Beside him, her shivering slowed, then stopped. Color crept back into her cheeks. Her hands dropped from the vents to her lap, flexing experimentally as the feeling returned.

"Where are we going?" she asked finally.

"My condo."

"Your—" She sat up straight. "Tarmek. No. Take me to a hotel. Or a shelter. Or literally anywhere that isn't your personal residence."

"Hotels are probably booked with stranded travelers. Shelters will be overwhelmed. You're coming to my condo."

"That's not appropriate."

"Neither is freezing to death. I think inappropriate wins."

She opened her mouth to argue, then closed it again. She crossed her arms over her chest, and stared pointedly out the window at the nothing that was visible beyond the glass.

"You're very high-handed," she said. "Has anyone ever told you that?"

"Frequently."

"Good. I want it on record."

"Noted."

Silence settled between them, broken only by the grind of the wipers and the howl of the wind. He kept his eyes on the road, his hands steady on the wheel, and tried not to think about how right it had felt to pick her up and physically remove her from danger with his own two hands.

Orc instincts. That's all it was. Protective instincts deeply ingrained by millennia of evolution. Nothing personal. Nothing to do with the way her weight had settled against his chest like it belonged there.

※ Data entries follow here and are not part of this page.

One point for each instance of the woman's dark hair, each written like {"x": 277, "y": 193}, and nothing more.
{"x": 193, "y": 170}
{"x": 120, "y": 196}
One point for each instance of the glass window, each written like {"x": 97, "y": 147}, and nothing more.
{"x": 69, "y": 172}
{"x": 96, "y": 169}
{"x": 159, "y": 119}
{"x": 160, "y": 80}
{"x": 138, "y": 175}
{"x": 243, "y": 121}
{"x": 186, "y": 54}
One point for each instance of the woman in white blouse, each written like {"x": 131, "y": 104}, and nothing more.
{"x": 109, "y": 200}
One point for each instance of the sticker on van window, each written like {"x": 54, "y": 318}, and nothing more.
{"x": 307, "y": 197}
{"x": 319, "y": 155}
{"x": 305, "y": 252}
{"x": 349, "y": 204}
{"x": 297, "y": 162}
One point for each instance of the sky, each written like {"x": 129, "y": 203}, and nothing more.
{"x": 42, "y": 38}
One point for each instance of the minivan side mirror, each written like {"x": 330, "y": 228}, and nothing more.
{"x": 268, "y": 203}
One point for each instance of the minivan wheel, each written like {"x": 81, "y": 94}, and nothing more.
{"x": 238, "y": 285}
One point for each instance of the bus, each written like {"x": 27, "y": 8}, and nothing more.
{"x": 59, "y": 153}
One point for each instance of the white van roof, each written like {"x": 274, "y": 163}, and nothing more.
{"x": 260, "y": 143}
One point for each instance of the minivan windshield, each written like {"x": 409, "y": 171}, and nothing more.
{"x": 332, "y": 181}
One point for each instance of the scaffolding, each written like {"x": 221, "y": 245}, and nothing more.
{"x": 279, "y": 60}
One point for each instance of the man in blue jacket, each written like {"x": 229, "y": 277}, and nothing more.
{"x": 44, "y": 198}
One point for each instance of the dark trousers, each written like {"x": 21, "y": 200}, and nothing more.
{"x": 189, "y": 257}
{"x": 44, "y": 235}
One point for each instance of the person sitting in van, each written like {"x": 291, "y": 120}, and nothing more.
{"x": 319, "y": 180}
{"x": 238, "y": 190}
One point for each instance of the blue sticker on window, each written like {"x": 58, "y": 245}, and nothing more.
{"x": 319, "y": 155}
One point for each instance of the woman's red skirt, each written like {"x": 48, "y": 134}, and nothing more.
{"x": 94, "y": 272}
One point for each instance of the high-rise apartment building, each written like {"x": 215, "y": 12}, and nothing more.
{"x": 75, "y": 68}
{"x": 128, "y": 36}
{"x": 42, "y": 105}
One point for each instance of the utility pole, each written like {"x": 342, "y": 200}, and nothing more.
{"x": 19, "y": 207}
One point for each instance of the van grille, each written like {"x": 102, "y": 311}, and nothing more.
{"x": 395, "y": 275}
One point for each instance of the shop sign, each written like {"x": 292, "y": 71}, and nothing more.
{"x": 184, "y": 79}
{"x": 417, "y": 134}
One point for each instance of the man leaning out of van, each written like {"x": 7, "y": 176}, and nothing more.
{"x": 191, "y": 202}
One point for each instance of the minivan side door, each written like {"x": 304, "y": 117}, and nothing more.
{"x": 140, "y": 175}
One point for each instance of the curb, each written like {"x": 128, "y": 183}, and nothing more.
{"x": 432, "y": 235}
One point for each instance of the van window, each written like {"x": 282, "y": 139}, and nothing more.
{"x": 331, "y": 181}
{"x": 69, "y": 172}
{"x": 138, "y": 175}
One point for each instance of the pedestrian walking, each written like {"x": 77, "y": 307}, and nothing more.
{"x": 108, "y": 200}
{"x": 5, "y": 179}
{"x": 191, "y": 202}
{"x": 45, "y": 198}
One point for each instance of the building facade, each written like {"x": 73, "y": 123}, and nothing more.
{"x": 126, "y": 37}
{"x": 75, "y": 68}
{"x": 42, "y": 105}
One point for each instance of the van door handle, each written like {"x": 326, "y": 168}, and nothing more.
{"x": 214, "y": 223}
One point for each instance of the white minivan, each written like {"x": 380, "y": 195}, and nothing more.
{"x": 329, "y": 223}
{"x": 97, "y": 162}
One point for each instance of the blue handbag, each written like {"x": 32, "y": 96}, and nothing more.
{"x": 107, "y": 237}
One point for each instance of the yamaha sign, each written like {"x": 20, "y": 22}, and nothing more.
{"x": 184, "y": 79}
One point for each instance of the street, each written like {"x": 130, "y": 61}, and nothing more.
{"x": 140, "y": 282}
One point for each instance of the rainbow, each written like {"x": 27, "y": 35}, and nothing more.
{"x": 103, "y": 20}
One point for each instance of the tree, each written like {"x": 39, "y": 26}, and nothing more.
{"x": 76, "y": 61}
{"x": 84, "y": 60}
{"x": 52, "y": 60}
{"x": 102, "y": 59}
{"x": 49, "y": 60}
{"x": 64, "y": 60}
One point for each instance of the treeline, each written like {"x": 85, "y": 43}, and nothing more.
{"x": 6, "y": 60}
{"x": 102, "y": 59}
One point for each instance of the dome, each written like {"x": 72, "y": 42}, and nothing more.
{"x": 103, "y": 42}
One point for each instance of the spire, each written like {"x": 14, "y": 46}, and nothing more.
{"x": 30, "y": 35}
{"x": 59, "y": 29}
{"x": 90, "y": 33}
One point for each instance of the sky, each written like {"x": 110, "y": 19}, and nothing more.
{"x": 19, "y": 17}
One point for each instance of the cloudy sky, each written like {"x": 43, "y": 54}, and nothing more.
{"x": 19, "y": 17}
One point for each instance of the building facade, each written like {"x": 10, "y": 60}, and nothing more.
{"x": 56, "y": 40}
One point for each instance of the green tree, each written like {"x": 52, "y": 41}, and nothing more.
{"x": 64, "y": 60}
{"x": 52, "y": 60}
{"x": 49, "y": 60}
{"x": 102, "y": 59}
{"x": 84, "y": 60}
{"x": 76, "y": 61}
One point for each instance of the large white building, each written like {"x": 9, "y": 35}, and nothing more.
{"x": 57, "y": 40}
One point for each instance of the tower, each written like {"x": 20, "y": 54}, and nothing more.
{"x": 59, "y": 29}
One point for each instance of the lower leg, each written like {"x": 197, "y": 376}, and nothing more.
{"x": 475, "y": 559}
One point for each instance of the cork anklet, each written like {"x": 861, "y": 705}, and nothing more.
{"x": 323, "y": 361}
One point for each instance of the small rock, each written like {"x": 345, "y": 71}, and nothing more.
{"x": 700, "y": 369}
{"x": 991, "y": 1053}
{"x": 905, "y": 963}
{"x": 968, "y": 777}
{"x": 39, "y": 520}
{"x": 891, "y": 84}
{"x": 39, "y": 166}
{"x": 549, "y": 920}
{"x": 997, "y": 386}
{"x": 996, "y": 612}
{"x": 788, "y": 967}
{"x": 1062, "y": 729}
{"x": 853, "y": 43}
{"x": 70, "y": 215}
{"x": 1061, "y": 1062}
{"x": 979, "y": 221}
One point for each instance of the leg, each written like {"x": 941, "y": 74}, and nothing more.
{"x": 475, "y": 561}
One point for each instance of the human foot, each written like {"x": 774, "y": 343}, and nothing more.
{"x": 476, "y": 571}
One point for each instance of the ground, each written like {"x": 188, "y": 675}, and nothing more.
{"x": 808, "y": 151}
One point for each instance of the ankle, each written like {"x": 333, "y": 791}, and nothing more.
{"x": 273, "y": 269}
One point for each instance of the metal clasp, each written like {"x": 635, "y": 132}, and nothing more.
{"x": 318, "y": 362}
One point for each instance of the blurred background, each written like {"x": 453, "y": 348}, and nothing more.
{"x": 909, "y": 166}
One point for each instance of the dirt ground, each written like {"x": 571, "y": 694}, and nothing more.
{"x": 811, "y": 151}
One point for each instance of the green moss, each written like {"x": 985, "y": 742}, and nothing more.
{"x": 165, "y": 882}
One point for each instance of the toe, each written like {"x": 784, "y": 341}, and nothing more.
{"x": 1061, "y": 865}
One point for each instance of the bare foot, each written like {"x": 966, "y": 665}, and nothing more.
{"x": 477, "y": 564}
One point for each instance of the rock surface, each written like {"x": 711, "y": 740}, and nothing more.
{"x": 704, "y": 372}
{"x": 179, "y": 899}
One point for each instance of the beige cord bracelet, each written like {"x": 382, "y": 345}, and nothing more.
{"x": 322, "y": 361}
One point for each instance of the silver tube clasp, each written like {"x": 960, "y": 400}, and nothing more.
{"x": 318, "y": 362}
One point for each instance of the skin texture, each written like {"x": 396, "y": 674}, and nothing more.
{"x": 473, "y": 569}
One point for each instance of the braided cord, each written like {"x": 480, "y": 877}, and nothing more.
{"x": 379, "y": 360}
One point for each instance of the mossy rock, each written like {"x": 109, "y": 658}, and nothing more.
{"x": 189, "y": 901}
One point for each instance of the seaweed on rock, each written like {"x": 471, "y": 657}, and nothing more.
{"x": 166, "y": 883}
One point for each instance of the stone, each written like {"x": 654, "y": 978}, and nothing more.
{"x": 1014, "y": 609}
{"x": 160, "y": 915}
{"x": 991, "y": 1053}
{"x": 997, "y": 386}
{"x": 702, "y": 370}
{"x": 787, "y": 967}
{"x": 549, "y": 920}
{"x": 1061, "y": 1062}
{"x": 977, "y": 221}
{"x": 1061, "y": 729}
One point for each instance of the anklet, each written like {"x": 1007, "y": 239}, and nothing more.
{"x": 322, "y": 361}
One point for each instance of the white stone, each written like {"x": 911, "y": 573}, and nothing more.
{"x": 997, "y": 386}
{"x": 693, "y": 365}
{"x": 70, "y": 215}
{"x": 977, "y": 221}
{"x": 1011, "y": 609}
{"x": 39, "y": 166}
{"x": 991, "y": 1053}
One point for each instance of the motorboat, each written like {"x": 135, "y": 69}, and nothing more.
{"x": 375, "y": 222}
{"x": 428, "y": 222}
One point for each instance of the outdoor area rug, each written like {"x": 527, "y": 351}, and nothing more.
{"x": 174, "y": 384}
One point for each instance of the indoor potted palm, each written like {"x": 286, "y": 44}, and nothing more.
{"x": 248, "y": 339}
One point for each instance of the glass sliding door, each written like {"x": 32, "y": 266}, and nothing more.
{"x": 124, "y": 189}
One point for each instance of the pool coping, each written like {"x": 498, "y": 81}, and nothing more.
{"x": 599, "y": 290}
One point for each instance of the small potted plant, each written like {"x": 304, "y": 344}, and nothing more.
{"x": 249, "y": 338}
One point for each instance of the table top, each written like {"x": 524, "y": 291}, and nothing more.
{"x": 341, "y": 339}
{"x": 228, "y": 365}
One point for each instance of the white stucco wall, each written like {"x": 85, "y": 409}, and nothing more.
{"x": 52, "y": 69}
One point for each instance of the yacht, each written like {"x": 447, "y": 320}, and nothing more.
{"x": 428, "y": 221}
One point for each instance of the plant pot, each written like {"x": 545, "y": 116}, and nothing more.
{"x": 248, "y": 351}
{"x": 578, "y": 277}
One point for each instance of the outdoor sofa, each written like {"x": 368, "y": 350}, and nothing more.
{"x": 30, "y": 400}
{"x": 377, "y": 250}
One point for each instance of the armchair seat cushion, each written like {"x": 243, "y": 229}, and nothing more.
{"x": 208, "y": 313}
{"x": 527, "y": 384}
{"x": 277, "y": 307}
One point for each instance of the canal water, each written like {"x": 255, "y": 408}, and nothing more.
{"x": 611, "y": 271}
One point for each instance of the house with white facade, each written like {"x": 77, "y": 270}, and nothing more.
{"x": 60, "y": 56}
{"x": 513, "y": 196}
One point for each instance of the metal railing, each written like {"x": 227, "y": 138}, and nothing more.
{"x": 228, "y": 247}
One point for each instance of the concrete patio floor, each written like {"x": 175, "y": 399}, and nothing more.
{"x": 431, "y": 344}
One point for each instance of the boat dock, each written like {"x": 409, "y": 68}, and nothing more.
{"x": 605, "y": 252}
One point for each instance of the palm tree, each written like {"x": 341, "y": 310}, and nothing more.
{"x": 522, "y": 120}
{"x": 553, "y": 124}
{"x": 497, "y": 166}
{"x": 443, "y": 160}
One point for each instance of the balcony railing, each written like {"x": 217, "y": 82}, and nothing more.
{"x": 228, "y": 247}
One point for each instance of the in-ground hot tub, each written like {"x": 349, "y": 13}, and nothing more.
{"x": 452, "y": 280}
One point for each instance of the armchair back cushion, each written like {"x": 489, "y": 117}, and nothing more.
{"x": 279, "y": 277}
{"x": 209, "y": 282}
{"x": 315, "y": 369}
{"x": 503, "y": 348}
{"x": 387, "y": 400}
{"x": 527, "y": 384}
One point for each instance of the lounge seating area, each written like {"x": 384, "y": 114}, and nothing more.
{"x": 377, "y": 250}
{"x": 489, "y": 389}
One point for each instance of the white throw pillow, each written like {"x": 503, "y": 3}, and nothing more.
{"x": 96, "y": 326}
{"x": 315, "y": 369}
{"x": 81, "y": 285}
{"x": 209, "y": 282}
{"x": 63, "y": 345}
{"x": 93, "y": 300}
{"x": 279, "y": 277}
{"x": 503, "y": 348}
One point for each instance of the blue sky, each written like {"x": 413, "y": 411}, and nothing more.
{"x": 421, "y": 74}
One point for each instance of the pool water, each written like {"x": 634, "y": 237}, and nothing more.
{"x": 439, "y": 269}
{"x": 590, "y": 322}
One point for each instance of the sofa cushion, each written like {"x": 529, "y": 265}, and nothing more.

The small condo building appeared through the snow. Only four units, built into the hillside with floor-to-ceiling windows that offered spectacular views of nothing, at the moment. Far enough out of town for privacy but close to the arena

He pulled into the underground garage and killed the engine.

"We're here," he said unnecessarily.

She looked at the garage door, then at him. Her expression was unreadable in the dim light.

"Fine," she said finally. "But I want it noted that I'm only agreeing because the alternative is turning into a human popsicle."

"Noted."

"And I'm leaving as soon as the storm clears."

"Also noted."

"And if you try to carry me anywhere else without my explicit permission, I will bite you."

That didn't sound as threatening as she probably hoped. His mouth twitched despite himself. "Understood."

She unbuckled her seatbelt and reached for the door handle, then paused and turned back to look at him.

"Thank you," she said quietly. "For checking on me. Even though you're incredibly infuriating about it."

He held her gaze for a moment longer than necessary.

"You're welcome," he said. "Even though you're incredibly stubborn about accepting help."

Her lips curved into something that was almost a smile. "That's fair."

She got out of the truck. He followed with her bags, his mind already running through logistics—the guest room would need fresh sheets, she'd need warm clothes, he should probably make soup or something humans ate during storms—while some deeper part of him, the part he was trying very hard not to acknowledge, settled into something that felt dangerously like satisfaction.

She was here. She was safe. She was under his roof.

And the storm wasn't letting up anytime soon.